I'd like to take a moment to mourn what the discourse doesn't have.
It's unfortunate that we don't trust eachother.
There will be no enumeration by me right now (you're encouraged to try in the comments) of the vastly different types of anonymous forum participation. The variance in reasons people have for not committing posts and comments is broad, and I would miss at least one.
Separately, I'd like to take a moment to mourn the fact that this short note about movement drama can be expected to generate more comments than my effortposts about my actual work can hope to get.
But I think it's important to point out, for anyone who hasn't noticed yet, that the presence of burner accounts is a signal we're failing at something.
Think of how much more this excellent comment of Linch's would have meant if the OP was out and proud.
I would like to say that I feel like a coward when I hold my tongue for reputational considerations, without anyone who's utilized a burner account hearing me and responding with "so you're saying I'm a coward". There are too many reasons out there for people to partake in burner accounts for me to say that.
I'm normally deeply sympathetic to romantic discussions of the ancient internet values, in which anonymity was a weapon against the biases of status and demographic. I usually lament the identityfication of the internet that comes up around the time of facebook. But there is a grave race to the bottom of integrity standards when we tolerate infringements on anyone's ability - or indeed their inclination - to tell the truth as they see it and own the consequences of standing up and saying it.

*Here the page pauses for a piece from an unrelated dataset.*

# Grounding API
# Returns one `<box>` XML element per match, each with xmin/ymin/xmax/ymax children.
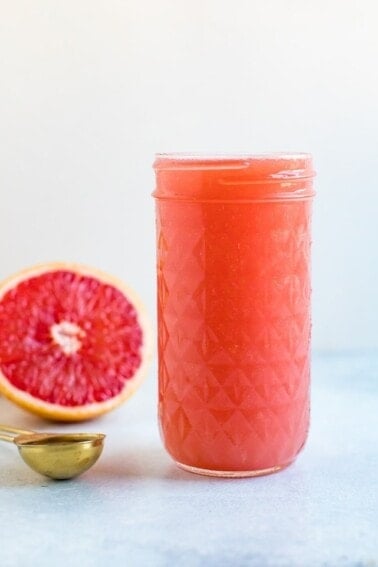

I'm much more saying "if burner account users are correctly or rationally responding to the environment (with respect to whatever risk tolerance they have), then that's a signal to fix the environment" than I am saying "burner account users are not correct or rational". But I think at the margin, some of the burnerified comments I've seen have crossed the line into, I say as I resist a perceptible urge to say behind a burner account, actual cowardice.
This is true. Another reason I think public fears of professional retaliation are overstated is that "I'm afraid of professional retaliation" is generally taken as a legitimate reason to hide, whereas lots of other fears are not, and so many other fears get justified in terms that will be well-received. Like, if saying "I'm posting anonymously because I'm afraid of being looked at funny" is seen as cowardly but saying "I'm posting anonymously because I'm afraid of professional retaliation" is seen as sympathetic, then I expect both types of people will claim to fear professional retaliation.
(I do think EA institutions have a totally-normal-for-white-collar-professional degree of retaliation for not toeing the line. I just think the discourse here overweights how much of it comes from, like, posts on this forum, whereas all the cases I know about were because of more substantive causes like materially supporting a disfavored institution, or normal bureaucratic power struggles, or something.)